Average treatment effects (ATEs) and 95% confidence intervals were estimated using a cross-fitted Double Machine Learning (DML) framework (econml v0.14.2) with 200 bootstrap resamples applied to the two stable PLS components. Residual confounding was evaluated using E-value sensitivity analysis. Functional enrichment was used to identify genes contributing most strongly to each component, and component interpretation was assigned strictly post hoc, based on gene loadings and enriched functional categories, without imposing any biological labels during model training. Network topology of the stable components was visualized using NetworkX v3.3, with hub genes defined by degree and eigenvector centrality.

As an exploratory proof-of-concept, we trained a simple logistic-regression model using only PLS₁ and PLS₃ to evaluate whether these latent components captured meaningful variation associated with CRC status. Model performance was estimated using five-fold out-of-fold (OOF) predictions, with ROC-AUC confidence intervals obtained from 1000 bootstrap resamples and statistical significance assessed by a 1000-iteration permutation test. Calibration curves and OOF-derived predicted probabilities were used to construct low-, medium-, and high-score strata. This cross-validated logistic model constitutes the Dual-Axis Index (DAI), which we present as an exploratory summary index rather than a diagnostic classifier.

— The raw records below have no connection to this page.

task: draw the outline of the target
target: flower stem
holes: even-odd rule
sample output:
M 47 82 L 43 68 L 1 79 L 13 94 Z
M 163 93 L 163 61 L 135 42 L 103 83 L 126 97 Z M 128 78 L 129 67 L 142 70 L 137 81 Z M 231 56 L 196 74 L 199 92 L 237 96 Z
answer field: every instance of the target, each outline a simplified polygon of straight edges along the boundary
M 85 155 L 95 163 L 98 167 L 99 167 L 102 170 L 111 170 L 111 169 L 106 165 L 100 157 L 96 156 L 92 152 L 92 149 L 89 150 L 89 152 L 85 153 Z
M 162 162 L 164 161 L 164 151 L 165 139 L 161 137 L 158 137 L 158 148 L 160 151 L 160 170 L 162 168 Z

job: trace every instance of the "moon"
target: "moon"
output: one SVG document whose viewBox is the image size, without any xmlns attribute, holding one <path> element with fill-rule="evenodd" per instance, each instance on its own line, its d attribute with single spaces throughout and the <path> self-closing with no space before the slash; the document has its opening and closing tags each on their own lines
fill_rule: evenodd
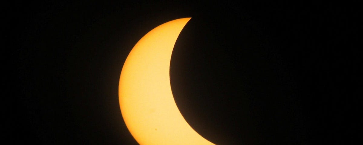
<svg viewBox="0 0 363 145">
<path fill-rule="evenodd" d="M 127 128 L 140 145 L 214 145 L 185 121 L 170 86 L 173 49 L 191 18 L 167 22 L 148 33 L 132 48 L 122 67 L 120 108 Z"/>
</svg>

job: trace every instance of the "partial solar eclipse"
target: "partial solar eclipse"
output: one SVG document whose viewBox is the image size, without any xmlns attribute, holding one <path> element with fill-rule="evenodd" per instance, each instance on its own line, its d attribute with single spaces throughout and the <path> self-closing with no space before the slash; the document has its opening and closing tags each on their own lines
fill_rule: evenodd
<svg viewBox="0 0 363 145">
<path fill-rule="evenodd" d="M 132 48 L 122 67 L 120 107 L 127 128 L 140 145 L 214 145 L 189 125 L 171 92 L 171 54 L 190 18 L 171 21 L 148 33 Z"/>
</svg>

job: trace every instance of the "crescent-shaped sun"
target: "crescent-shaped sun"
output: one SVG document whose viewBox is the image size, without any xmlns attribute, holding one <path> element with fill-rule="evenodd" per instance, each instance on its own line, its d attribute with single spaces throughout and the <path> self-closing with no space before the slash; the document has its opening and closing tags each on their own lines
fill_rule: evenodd
<svg viewBox="0 0 363 145">
<path fill-rule="evenodd" d="M 122 67 L 119 99 L 122 117 L 140 145 L 214 145 L 188 124 L 170 86 L 170 59 L 176 39 L 191 18 L 163 24 L 132 48 Z"/>
</svg>

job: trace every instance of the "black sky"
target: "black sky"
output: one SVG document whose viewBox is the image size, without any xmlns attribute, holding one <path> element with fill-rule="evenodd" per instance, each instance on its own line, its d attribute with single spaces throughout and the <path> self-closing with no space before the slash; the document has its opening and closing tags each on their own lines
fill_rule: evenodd
<svg viewBox="0 0 363 145">
<path fill-rule="evenodd" d="M 122 65 L 150 30 L 191 17 L 170 79 L 182 114 L 203 136 L 218 145 L 352 144 L 361 127 L 359 5 L 13 4 L 15 142 L 137 144 L 119 106 Z"/>
</svg>

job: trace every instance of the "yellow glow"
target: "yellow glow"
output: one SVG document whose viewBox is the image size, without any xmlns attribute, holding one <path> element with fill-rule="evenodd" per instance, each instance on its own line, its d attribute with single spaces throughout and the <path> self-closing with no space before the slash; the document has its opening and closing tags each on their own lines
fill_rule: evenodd
<svg viewBox="0 0 363 145">
<path fill-rule="evenodd" d="M 140 145 L 214 145 L 188 124 L 171 92 L 169 68 L 174 45 L 191 18 L 175 20 L 146 34 L 131 50 L 120 77 L 122 117 Z"/>
</svg>

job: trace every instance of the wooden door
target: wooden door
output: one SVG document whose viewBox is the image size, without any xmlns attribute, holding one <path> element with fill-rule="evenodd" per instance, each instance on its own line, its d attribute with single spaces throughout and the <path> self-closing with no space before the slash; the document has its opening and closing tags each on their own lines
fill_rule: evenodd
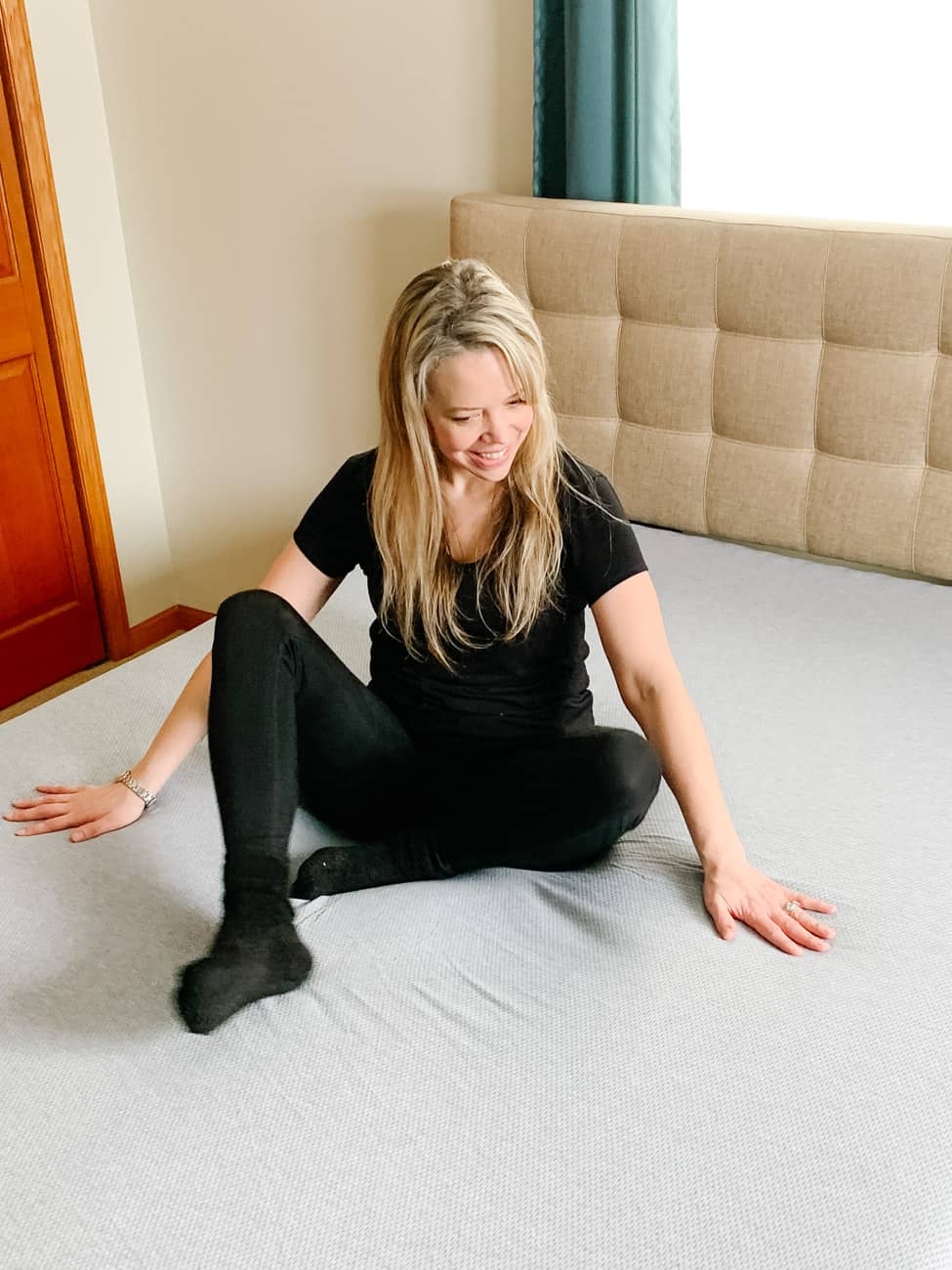
<svg viewBox="0 0 952 1270">
<path fill-rule="evenodd" d="M 0 91 L 0 709 L 104 657 Z"/>
</svg>

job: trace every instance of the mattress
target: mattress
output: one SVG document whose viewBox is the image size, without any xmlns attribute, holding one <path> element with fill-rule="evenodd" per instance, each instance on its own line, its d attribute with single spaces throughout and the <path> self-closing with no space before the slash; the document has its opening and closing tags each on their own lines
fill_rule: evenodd
<svg viewBox="0 0 952 1270">
<path fill-rule="evenodd" d="M 748 856 L 831 950 L 721 940 L 663 784 L 584 870 L 294 900 L 310 979 L 193 1035 L 202 743 L 121 832 L 1 822 L 4 1270 L 952 1266 L 952 589 L 636 530 Z M 354 573 L 315 624 L 364 679 L 371 618 Z M 4 803 L 133 762 L 212 630 L 5 724 Z M 341 841 L 300 812 L 292 862 Z"/>
</svg>

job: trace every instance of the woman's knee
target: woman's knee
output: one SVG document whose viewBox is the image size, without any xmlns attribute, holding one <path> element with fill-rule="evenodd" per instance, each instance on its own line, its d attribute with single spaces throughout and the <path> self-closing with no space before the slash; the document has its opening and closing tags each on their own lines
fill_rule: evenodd
<svg viewBox="0 0 952 1270">
<path fill-rule="evenodd" d="M 254 588 L 236 591 L 218 605 L 215 634 L 218 638 L 221 632 L 232 627 L 246 634 L 255 627 L 294 627 L 302 622 L 303 617 L 283 596 L 274 591 Z"/>
<path fill-rule="evenodd" d="M 661 786 L 661 763 L 656 752 L 636 732 L 613 728 L 603 737 L 603 773 L 611 799 L 622 809 L 626 831 L 647 814 Z"/>
</svg>

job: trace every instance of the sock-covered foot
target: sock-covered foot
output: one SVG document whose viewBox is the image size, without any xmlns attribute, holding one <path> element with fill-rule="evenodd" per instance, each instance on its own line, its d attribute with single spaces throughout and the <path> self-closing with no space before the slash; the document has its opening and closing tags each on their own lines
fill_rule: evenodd
<svg viewBox="0 0 952 1270">
<path fill-rule="evenodd" d="M 189 1031 L 206 1035 L 253 1001 L 297 988 L 311 972 L 287 900 L 242 899 L 231 907 L 226 899 L 208 955 L 180 972 L 175 1003 Z"/>
<path fill-rule="evenodd" d="M 355 843 L 350 847 L 322 847 L 301 865 L 291 894 L 294 899 L 316 899 L 343 890 L 390 886 L 399 881 L 425 881 L 449 878 L 453 870 L 435 852 L 410 843 Z"/>
</svg>

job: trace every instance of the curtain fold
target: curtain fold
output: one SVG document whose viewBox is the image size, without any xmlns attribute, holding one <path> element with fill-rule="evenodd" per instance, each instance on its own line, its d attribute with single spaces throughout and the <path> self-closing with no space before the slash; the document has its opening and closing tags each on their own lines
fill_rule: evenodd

External validation and power analysis

To evaluate cross-cohort robustness, the two stable PLS components (PLS₁ and PLS₃) were validated in an independent CRC dataset using logistic regression with L1/L2 regularization. Prior to external validation, internal generalizability was assessed using a leave-one-cohort-out (LOCO) framework, in which the classifier was trained on two internal cohorts and tested on the third.

To assess biological consistency at the gene level, we compared effect directionality across cohorts using the difference in CLR-transformed abundance (ΔCLR = mean[Case] – mean[Control]) and evaluated significance using both Mann–Whitney U and Wilcoxon signed-rank tests. Statistical power for detecting component-level differences was estimated using a one-way ANOVA–based power test (pwr.anova.test) assuming a moderate effect size (Cohen’s f = 0.3), α = 0.05, and a target power ≥ 0.8.